Has anyone tried this, besides me?

Sometimes, when I make bread and I am not favorably impressed with rising conditions, temp and humidity, in the kitchen, I micro proof.

After the initial kneeding, I coat the inside of a pyrec bowl with a light coat of olive oil. I put the dough ball in there and cover it with a towel. I then give it 25 seconds in the microwave. I take the bowl out and turn the dough ball over. I wait a total of two minutes and give it another 25 seconds. After that, I turn the ball again and wait 15 minutes. A final 25 second cycle and place the covered bowl in a warm place to finish rising. It usually takes a bunch of time of the first rising and into the second rising.

While, I have read that faster may cost flavor, I cannot tell the difference.

As a friend form Brooklyn once said to me "Just askin?"


----------



## YT2095 (Apr 15, 2008)

yes I have tried it, and I don`t recommend it, you get "hot Spots" (local heating) that will kill the yeast in some areas, I`v even done a "loaf" in the MW before, I used to grease a pottery bowl and make it in that, but the Prooving has to be done with normal heat (black body radiation).

bread made this way can be quite acceptable if your not fussy, but best for Toast.


----------



## GotGarlic (Apr 15, 2008)

My new Jenn-Air oven came with a proofing setting. I put it on Rapid Proof last night and it heated the oven to 200*F. Bread came out beautifully


----------



## Adillo303 (Apr 15, 2008)

GotGarlic said:


> My new Jenn-Air oven came with a proofing setting. I put it on Rapid Proof last night and it heated the oven to 200*F. Bread came out beautifully


 
As I was making the buns this weekend, I realized, that I have a warming drawer. Probably would get the same effect using that. Especially, since I don't use it for anything else.

I have done a fair amount of Micro Proofing and not has a hot spot problem. Maybe lucky, maybe, I don't know what. Anyway, next batch, it's the warming drawer's turn.

AC


----------



## Katie H (Apr 15, 2008)

I use my microwave for proofing my doughs, but in a different way.

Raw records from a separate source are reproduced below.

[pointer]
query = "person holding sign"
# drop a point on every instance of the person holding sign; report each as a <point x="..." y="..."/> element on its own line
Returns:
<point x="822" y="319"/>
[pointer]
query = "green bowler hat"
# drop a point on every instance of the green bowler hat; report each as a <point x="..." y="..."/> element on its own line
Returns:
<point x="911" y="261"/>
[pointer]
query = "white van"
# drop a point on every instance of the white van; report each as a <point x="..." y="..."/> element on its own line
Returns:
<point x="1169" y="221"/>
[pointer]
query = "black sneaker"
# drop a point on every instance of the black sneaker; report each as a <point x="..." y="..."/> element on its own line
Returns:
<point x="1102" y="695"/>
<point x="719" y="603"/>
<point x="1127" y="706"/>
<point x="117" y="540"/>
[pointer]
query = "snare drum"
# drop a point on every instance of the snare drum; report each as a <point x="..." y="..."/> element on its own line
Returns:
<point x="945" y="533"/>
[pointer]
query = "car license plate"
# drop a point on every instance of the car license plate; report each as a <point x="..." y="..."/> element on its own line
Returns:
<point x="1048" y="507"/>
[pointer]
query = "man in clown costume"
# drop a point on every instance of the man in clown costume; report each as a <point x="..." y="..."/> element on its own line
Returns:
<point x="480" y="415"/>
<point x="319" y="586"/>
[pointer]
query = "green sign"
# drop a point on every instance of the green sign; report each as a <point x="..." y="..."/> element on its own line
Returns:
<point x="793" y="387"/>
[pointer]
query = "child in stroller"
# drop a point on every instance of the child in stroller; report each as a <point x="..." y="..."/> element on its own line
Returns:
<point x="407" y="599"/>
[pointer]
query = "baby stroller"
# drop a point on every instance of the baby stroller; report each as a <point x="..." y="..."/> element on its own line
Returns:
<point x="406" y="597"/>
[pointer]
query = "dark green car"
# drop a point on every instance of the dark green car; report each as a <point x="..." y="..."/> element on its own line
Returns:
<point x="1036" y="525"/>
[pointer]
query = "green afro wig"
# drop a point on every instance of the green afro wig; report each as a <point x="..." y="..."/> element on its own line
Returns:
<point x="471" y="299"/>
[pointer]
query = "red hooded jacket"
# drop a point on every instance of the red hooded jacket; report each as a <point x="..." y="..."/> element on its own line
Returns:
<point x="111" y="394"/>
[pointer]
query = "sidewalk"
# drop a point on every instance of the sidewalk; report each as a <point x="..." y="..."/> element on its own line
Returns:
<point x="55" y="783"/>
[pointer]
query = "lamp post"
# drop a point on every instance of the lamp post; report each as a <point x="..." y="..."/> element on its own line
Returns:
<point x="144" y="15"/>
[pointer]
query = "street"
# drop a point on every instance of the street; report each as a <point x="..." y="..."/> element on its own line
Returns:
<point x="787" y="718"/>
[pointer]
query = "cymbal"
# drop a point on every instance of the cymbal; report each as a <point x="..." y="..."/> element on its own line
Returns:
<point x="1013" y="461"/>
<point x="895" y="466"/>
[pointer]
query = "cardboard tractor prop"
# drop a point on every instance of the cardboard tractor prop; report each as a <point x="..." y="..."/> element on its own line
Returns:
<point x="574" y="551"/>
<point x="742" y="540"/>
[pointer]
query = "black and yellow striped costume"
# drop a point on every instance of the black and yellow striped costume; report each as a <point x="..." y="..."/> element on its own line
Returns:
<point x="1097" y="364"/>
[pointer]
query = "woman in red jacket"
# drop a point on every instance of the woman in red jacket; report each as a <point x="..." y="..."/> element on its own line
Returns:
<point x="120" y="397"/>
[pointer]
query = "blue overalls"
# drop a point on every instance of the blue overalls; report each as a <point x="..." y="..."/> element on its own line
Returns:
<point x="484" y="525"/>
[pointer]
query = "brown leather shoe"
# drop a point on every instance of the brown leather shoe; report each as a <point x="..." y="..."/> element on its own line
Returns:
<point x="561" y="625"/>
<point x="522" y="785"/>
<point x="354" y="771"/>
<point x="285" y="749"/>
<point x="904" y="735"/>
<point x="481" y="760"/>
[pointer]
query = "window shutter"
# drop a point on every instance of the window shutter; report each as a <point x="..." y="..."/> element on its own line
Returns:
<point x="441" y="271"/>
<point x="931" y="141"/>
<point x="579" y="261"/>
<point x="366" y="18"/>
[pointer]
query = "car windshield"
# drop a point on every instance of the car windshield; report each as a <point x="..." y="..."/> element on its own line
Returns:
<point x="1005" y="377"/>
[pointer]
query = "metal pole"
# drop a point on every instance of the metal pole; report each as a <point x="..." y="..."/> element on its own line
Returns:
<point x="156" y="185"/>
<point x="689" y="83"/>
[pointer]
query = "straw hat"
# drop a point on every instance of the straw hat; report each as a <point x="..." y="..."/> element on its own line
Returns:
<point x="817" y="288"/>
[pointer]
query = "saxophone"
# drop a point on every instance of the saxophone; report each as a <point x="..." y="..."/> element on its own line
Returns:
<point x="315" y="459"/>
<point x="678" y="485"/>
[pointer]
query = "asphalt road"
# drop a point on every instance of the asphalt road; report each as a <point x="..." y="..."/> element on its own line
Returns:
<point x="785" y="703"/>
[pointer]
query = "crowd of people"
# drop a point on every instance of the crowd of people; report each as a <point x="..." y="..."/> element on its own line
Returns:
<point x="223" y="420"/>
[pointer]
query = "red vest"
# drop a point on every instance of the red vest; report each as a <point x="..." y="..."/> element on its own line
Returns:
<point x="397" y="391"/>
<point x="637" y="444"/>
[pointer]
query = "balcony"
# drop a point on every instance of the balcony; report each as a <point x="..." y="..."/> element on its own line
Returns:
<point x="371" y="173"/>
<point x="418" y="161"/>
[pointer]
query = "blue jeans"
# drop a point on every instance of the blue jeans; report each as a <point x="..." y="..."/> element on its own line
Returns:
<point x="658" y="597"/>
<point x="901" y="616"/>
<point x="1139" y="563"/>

I put about 1 to 2 cups of water into a microwave-safe bowl.  Heat on HIGH for 3 minutes.  Leave the bowl in to heat and steam up the inside, then put my dough in.  I leave the dough in the microwave, not opening the door, for about 1 hour, which is generally the appropriate rising time for most doughs.

Works every time and I never have to worry about anyone disturbing it or any drafts.

All I have to do is remove the bowl and wipe down the inside of the microwave, which is a bonus because not only is my bread proofed, my microwave gets a steam cleaning.


----------



## LadyCook61 (Apr 15, 2008)

Katie E said:


> I use my microwave for proofing my doughs, but in a different way.
> 
> I put about 1 to 2 cups of water into a microwave-safe bowl. Heat on HIGH for 3 minutes. Leave the bowl in to heat and steam up the inside, then put my dough in. I leave the dough in the microwave, not opening the door, for about 1 hour, which is generally the appropriate rising time for most doughs.
> 
> ...


that sounds like a good idea, Katie.  Only thing is, with a retired hubby home 24/7 who uses the microwave constantly, would be difficult for me to proof in the microwave.  Sure I can tell him hands off.. but he does not listen.


----------



## Adillo303 (Apr 15, 2008)

IN another thread, I think the yeast of my problems thread, Someone said that they ran the dishwasher through a hot water rinse cycle (about 10 min) then emptied the dishwasher and put the bread in there to rise, since it was bothhot and humid.


----------



## Fisher's Mom (Apr 15, 2008)

LadyCook61 said:


> Sure I can tell him hands off.. but he does not listen.


No LadyCook, this can't be true! All of our husbands listen to _everything_ we say!


----------